Tail Recursion and Tail Call Optimization
Recursion
If you’ve done much programming, then you know what recursion is: a function that invokes itself to further its implementation. The canonical example is the Factorial function. (Note that the other canonical example, the Fibonacci sequence, is not conducive to tail recursion.)
Factorial
In mathematics, the factorial function is written using the !
symbol. When placed after a (whole) number, it means “the result after multiplying this number with every number less than it, down to 1”. Thus 4!
is the same as 4x3x2x1
, or 24
.
Non-recursion implementation
In code, this function could be written many different ways. For example, in the C language you could write it as follows
long long Factorial(unsigned start) { long long result = 1; for (unsigned i = 2; i <= start; ++i) { result *= i; } // for return result; } // Factorial(start)
Note that this function uses long long
because the successive multiplications get very big very quickly.
Recursion implementation
Another implementation takes advantage of the fact that factorial is based on a series of numbers, so you can implement it in terms of itself. That is, 4!
is the same as 4x3!
, which is the same as 4x3x2!
etc.
long long Factorial(unsigned start) { if (start > 1) { return Factorial(start - 1) * start; } // if return 1; } // Factorial(start)
A lot simpler code!
Problem with Recursion
To highlight the biggest problem with recursion, though, you need to know what the code is actually making the processor do. Every time a function is called, the processor needs to make room on the stack to hold the intermediate calculations. If you were to look at the processor stack at the moment that it hit the return 1;
in the above code (assuming a call to Factorial(4)
), you could see something like this:
[Parameter: 4] [Return address: Call to Factorial(4)] [Return value: ?] [Parameter: 3] [Return address: Call to Factorial(3)] [Return value: ?] [Parameter: 2] [Return address: Call to Factorial(2)] [Return value: ?]

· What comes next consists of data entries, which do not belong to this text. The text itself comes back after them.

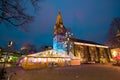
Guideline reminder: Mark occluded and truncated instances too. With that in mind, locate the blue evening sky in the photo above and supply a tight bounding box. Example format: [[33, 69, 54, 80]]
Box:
[[0, 0, 120, 49]]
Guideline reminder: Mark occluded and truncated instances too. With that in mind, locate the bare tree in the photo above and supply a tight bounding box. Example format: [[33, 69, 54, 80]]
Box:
[[106, 18, 120, 48], [0, 47, 3, 58], [39, 45, 52, 51], [21, 42, 37, 55], [0, 0, 41, 27]]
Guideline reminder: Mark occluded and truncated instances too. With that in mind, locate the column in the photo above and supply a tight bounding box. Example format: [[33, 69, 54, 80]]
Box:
[[96, 47, 100, 63]]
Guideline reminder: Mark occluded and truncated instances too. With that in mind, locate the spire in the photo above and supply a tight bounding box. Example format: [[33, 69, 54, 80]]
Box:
[[56, 11, 63, 25], [53, 11, 66, 36]]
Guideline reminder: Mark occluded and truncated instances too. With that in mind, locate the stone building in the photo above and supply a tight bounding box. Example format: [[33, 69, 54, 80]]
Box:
[[70, 38, 112, 63], [53, 11, 112, 63]]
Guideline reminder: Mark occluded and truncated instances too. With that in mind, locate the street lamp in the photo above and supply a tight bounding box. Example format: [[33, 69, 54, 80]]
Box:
[[7, 41, 13, 61], [8, 41, 13, 48]]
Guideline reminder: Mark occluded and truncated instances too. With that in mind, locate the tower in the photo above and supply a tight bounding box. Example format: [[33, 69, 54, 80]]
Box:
[[53, 11, 67, 53]]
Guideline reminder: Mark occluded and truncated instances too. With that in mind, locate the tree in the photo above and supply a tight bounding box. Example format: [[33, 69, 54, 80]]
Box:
[[0, 47, 3, 58], [21, 42, 37, 55], [39, 45, 52, 51], [106, 18, 120, 48], [0, 0, 41, 27]]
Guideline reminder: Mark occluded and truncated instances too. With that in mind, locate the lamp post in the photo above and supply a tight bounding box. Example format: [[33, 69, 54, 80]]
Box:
[[7, 41, 13, 62], [8, 41, 13, 48], [3, 41, 13, 68]]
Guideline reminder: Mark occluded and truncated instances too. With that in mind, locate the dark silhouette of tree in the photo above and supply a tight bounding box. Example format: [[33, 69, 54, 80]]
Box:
[[0, 0, 41, 27], [0, 47, 3, 58], [21, 42, 37, 55], [39, 45, 52, 51], [66, 27, 78, 39], [106, 18, 120, 48]]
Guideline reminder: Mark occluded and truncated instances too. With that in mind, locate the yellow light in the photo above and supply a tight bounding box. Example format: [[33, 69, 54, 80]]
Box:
[[43, 58, 46, 62], [112, 50, 117, 57], [38, 58, 41, 62], [74, 42, 108, 48]]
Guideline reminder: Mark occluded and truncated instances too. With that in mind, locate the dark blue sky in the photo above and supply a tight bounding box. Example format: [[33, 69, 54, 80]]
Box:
[[0, 0, 120, 49]]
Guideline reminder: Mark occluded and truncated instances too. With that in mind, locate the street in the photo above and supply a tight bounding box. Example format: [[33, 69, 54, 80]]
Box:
[[2, 64, 120, 80]]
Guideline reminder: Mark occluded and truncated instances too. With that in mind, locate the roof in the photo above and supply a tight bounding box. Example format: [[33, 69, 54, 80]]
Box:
[[70, 38, 102, 45], [56, 11, 63, 25], [27, 49, 70, 58], [70, 38, 108, 48], [53, 11, 66, 35]]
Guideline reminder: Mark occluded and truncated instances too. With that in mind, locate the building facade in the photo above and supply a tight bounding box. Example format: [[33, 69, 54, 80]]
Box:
[[70, 38, 112, 63]]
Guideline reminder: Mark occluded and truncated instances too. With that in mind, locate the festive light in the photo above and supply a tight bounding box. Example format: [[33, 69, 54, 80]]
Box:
[[113, 51, 117, 57], [74, 42, 108, 48], [114, 56, 120, 60]]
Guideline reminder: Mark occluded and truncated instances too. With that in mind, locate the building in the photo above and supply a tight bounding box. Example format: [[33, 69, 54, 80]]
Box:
[[53, 11, 112, 63], [70, 38, 112, 63], [20, 11, 112, 69]]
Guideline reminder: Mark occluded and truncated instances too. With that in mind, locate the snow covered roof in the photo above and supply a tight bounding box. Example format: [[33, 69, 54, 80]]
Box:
[[27, 49, 70, 58]]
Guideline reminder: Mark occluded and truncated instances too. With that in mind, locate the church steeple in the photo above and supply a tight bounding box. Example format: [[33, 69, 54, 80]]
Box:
[[54, 11, 66, 36], [56, 11, 63, 25], [53, 11, 67, 52]]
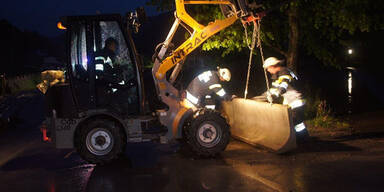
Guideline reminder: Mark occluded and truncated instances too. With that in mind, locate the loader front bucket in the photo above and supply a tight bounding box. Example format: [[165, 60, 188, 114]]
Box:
[[222, 98, 296, 153]]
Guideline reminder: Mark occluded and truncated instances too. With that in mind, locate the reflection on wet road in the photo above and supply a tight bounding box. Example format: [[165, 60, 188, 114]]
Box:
[[1, 130, 384, 192]]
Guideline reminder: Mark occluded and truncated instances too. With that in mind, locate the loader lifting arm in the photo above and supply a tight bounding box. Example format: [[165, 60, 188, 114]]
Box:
[[152, 0, 263, 138]]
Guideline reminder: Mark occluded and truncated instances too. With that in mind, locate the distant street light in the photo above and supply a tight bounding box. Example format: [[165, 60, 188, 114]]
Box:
[[348, 48, 353, 55]]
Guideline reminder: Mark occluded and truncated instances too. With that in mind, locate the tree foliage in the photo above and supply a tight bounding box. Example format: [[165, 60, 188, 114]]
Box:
[[147, 0, 384, 69]]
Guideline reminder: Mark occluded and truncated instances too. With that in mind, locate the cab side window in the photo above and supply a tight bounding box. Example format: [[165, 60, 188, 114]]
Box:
[[70, 25, 88, 81], [98, 21, 135, 82], [92, 20, 139, 115]]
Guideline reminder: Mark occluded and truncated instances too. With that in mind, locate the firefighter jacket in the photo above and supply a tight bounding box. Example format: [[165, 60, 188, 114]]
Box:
[[185, 70, 228, 106], [94, 48, 122, 84], [269, 67, 304, 109]]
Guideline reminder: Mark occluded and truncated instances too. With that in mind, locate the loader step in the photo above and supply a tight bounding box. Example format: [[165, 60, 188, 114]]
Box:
[[139, 116, 167, 134]]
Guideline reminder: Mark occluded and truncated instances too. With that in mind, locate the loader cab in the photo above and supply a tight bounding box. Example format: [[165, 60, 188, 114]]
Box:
[[55, 15, 144, 117]]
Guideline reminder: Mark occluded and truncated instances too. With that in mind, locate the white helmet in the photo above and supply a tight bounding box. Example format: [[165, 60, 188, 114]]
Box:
[[263, 57, 283, 69], [218, 68, 231, 81]]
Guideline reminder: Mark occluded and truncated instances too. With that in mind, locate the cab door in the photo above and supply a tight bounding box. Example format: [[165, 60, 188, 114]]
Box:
[[68, 21, 93, 111], [91, 19, 140, 115], [67, 17, 141, 116]]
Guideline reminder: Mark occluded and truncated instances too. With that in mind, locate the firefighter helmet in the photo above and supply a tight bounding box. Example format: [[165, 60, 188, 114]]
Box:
[[263, 57, 283, 69], [218, 68, 231, 81]]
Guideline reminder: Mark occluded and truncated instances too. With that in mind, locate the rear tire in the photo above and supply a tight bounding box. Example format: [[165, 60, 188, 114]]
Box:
[[184, 109, 230, 157], [75, 119, 126, 164]]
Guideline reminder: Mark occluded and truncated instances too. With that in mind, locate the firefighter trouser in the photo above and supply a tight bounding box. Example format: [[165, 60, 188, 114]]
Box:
[[292, 105, 306, 132], [283, 90, 306, 132]]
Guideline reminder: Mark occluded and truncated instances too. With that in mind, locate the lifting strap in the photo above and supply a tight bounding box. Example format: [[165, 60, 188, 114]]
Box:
[[243, 19, 269, 99]]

And, of course, with a larger start
parameter, the deeper the stack would be.
Tail Recursion
To help fix this, the programmer can write the code differently - to hint to the compiler that although the code is written recursively, it doesn’t have to be implemented that way.
Rather than calling Factorial(start - 1)
in the middle of the function like above, the code could instead be written like this:
long long Factorial(unsigned start) { if (start <= 1) { return 1; } // if return start * Factorial(start - 1); } // Factorial(start)
This code is essentially identical to the previous code, except the if
test is reversed, and the recursive call to Factorial(start - 1)
is the last thing in the function - at the tail.
Tail-Call Optimisation
So: how does that help? Frankly, it doesn’t - unless the compiler implements “tail-call optimisation”. If the compiler doesn’t, then the above code would produce exactly the same stack as before. But if it does implement it, then the stack depth would be only 1
, no matter what the start
value was.
Tail-call optimisation is not only useful with recursion. Its hallmark is when there is a call to a new function right at the end of the current function (hence “tail-call”). The compiler can easily realise that there is no point in keeping the current function’s state - it’s no longer going to be needed any more. It can directly modify the current function’s intermediate stack area in preparation for the new function call - and instead of CALL
ing that code, it instead JMP
s to it.
The JMP
will be into somewhere in the middle of the function, bypassing the function’s normal initialisation. That doesn’t need to be performed since it’s already been set up by the tail-call optimisation. And the JMP
instead of CALL
is important since there will not be a corresponding RET
urn from the function - other than the RET
at the end of the final calculation back to the original CALL
ing function.
Summary
The tail-call optimisation is independent from tail recursion - but it is tricky to implement generically. It is most easily implemented when tail recursion is used, since the compiler is busy compiling the very function that can best take advantage of it - it can modify the way the function is implemented to take full advantage of the situation.
But to get the compiler to even consider using the tail-call optimisation, it is incumbent on the programmer to ensure that the recursive call to itself is the last thing that the function does - the “tail recursion”.
The benefit is faster, more efficient code - in both processor time and memory (stack) usage.